AI stocks are a bet on the future. Markets are ignoring the now.
Subscribe to enjoy similar stories. The case for the artificial-intelligence trade is the technology is so revolutionary that eventually it will be well worth the trillions that have been invested to develop it. But that argument means many investors don’t bother to distinguish between AI-related companies with solid fundamentals and those on shakier ground.
In reality, the shares of most AI winners have traded on hopes for the far-flung future during this bull market, rather than the here, now, or near future, notes Trivariate Research President Adam Parker. That’s based on his work dating back to early 2023. As Parker details in a note Friday, his firm created three baskets of AI plays back then—10 semiconductor stocks, 19 software, and 20 “other" companies, which included a mix of names like Amazon.com, Dell Technologies, and Snowflake.
Those baskets were then further divided into companies with high, low, and negative free cash flow. After tracking these stocks, Parker found that the market doesn’t care about free cash flow. The stocks in the “other" group have a median FCF yield—free cash flow as a percentage of firm’s market value—of 4.3%, well above the rest of the market.

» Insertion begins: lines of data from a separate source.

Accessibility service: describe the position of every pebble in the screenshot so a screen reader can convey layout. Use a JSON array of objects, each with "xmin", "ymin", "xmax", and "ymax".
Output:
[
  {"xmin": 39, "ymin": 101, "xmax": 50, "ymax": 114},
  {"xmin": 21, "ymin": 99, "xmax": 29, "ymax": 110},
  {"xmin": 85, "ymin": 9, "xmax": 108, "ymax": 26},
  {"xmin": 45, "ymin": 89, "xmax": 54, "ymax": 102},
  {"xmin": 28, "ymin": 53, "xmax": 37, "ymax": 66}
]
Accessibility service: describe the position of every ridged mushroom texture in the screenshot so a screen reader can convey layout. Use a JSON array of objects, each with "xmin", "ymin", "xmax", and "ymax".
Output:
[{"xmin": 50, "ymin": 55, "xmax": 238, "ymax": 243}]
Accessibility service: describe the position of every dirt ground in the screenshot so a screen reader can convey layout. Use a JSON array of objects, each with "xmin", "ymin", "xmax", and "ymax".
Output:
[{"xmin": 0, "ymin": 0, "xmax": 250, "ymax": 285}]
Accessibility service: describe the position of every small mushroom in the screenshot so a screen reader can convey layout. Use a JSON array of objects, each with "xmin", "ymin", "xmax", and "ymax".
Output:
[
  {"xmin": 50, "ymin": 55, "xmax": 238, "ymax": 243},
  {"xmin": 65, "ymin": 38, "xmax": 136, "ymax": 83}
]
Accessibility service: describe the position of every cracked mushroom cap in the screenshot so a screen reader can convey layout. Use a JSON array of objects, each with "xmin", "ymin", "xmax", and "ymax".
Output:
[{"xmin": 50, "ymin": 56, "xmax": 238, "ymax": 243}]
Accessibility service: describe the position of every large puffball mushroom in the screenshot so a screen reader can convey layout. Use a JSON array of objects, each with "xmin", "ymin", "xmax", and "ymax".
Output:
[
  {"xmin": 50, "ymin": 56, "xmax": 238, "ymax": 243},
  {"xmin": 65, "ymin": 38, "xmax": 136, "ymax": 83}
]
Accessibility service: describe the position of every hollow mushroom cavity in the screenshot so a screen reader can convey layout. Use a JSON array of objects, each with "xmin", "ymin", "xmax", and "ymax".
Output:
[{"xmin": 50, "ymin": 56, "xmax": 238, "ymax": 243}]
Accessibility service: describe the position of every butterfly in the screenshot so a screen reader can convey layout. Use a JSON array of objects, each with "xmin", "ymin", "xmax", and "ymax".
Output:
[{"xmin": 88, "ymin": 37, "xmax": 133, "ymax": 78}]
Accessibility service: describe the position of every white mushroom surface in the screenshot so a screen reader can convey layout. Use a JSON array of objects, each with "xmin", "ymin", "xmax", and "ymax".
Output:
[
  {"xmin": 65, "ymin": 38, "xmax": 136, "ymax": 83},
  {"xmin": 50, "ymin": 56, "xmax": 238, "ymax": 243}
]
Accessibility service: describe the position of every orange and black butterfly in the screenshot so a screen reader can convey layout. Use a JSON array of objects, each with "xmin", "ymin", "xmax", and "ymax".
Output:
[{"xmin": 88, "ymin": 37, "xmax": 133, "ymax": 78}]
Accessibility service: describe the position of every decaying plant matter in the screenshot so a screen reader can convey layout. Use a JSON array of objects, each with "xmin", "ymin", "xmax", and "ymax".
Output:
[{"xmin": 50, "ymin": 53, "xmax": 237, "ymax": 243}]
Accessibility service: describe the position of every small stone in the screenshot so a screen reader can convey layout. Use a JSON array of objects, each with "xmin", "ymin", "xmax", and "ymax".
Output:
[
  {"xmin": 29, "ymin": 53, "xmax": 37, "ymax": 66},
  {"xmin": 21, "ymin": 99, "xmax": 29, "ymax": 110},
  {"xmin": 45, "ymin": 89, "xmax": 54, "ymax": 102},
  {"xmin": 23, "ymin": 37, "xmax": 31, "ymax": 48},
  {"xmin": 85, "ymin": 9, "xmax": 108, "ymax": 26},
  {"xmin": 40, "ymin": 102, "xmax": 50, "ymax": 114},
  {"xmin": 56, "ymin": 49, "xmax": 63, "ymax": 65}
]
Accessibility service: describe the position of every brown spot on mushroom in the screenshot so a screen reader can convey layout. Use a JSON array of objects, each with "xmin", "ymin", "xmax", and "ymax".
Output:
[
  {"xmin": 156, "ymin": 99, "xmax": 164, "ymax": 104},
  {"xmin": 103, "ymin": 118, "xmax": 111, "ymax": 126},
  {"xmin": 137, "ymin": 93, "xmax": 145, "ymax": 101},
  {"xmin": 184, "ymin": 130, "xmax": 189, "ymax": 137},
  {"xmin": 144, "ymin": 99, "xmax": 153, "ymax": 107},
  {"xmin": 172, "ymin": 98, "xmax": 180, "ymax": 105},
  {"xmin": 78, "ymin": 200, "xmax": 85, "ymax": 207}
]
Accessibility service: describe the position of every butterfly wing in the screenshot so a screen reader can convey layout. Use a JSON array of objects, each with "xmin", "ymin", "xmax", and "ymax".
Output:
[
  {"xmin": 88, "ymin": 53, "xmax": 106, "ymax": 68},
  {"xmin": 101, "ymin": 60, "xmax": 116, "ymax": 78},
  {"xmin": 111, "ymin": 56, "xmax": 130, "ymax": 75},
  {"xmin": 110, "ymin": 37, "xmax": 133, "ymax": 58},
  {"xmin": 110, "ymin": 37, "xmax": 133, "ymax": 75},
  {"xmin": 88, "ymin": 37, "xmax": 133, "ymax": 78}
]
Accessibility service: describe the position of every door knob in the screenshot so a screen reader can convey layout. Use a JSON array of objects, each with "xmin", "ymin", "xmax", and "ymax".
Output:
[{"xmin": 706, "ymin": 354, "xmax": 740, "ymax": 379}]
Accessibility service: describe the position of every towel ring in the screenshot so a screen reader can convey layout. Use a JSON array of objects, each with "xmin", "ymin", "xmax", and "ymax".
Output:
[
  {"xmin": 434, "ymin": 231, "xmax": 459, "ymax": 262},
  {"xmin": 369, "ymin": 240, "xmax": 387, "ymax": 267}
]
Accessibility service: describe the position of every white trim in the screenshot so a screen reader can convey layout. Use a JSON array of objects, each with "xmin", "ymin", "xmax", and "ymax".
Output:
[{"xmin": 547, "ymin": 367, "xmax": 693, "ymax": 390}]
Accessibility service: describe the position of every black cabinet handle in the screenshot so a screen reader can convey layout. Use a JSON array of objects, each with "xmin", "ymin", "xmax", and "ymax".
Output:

Meanwhile, semiconductor companies now have significantly less FCF than those in other categories, yielding a paltry 1.7%. And yet semiconductor stocks have outperformed, as the clear winning group since the White House shook markets with its widespread tariffs announcement back in April. In other words, AI believers aren’t paying attention to free cash flow yield, a valuable metric to gauge a company’s current performance.